In presence of such admissions, learned trial Court was right to record
acquittal of the private respondent by extending him benefit of doubt.
13. In
case of State and others vs. Abdul Khaliq and others (PLD 2011 SC-554), it has been held
by the Hon’ble Apex Court that;
“The scope of interference in appeal against
acquittal is most narrow and limited, because in an acquittal the presumption
of innocence is significantly added to the cardinal rule of criminal
jurisprudence, that an accused shall be presumed to be innocent until proved
guilty; in other words, the presumption of innocence is doubled. The courts
shall be very slow in interfering with such an acquittal judgment, unless it is
shown to be perverse, passed in gross violation of law, suffering from the
errors of grave misreading or non-reading of the evidence; such judgments
should not be lightly interfered and heavy burden lies on the prosecution to
rebut the presumption of innocence which the accused has earned and attained on
account of his acquittal. Interference in a judgment of acquittal is rare and
the prosecution must show that there are glaring errors of law and fact
committed by the Court in arriving at the decision, which would result into
grave miscarriage of justice; the acquittal judgment is perfunctory or wholly
artificial or a shocking conclusion has been drawn. Judgment of acquittal
should not be interjected until the findings are perverse, arbitrary,
foolish, artificial, speculative and ridiculous.

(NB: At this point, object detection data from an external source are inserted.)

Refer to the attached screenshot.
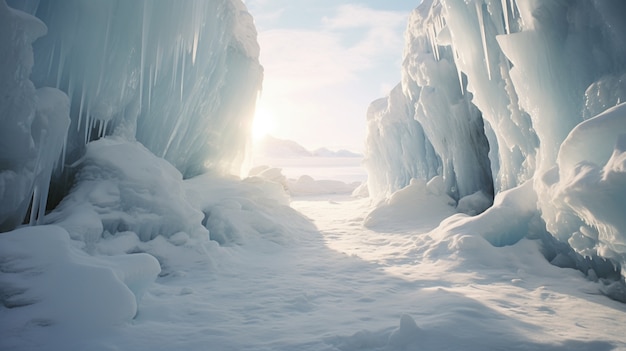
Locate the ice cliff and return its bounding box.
[0,0,263,231]
[366,0,626,284]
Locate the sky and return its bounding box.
[244,0,420,152]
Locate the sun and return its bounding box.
[252,106,275,141]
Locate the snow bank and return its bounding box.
[0,226,161,330]
[0,1,69,231]
[46,137,206,243]
[366,0,626,284]
[184,174,310,246]
[287,175,361,196]
[25,0,263,177]
[363,85,441,199]
[363,178,456,228]
[538,104,626,275]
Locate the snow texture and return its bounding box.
[0,0,263,234]
[365,0,626,282]
[0,0,626,351]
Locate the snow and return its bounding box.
[365,0,626,292]
[0,0,626,351]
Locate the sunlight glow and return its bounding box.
[252,106,276,142]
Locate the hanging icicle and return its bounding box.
[475,0,491,80]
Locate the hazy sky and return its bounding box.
[245,0,420,151]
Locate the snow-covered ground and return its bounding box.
[0,164,626,351]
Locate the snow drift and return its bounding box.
[0,0,264,332]
[0,0,263,231]
[366,0,626,284]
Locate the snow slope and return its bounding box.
[0,192,626,351]
[0,0,626,351]
[365,0,626,286]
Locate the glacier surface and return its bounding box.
[366,0,626,284]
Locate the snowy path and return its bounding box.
[28,198,626,351]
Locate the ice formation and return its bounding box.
[366,0,626,280]
[0,0,264,329]
[0,0,263,234]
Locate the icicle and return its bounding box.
[476,0,491,80]
[29,187,39,225]
[452,49,465,95]
[170,38,180,91]
[76,77,85,132]
[97,120,104,138]
[502,0,511,34]
[153,40,163,84]
[148,65,155,111]
[180,48,187,101]
[85,104,92,145]
[67,71,74,101]
[139,0,150,111]
[36,182,50,225]
[46,42,57,78]
[56,41,65,89]
[191,28,200,65]
[61,133,69,172]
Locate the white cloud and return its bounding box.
[249,0,408,151]
[322,4,407,29]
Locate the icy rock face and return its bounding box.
[46,137,207,245]
[366,0,626,278]
[363,85,441,198]
[0,226,161,331]
[0,1,69,231]
[0,0,263,231]
[539,103,626,275]
[25,0,262,177]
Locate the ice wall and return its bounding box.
[0,0,263,230]
[25,0,262,177]
[368,0,626,278]
[363,84,441,197]
[0,1,69,231]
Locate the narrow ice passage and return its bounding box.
[33,196,626,351]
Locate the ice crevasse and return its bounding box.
[366,0,626,284]
[0,0,263,324]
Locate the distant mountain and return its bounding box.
[313,147,363,157]
[254,135,363,158]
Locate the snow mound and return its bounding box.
[0,226,161,330]
[46,137,206,243]
[539,103,626,275]
[184,172,311,246]
[363,178,456,228]
[287,175,361,196]
[0,1,70,231]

The Court of appeal should not interfere simply for the reason that on the
reappraisal of the evidence a different conclusion could possibly be arrived
at, the factual conclusions should not be upset, except when palpably perverse,
suffering from serious and material factual
infirmities”.
14. Nothing
has been bought on record by the appellant/complainant which may suggest that
the impugned judgment is passed in arbitrary or cursory manner which may justify
making interference with it, by this Court by way of instant Criminal Acquittal
Appeal; it fails and is dismissed accordingly.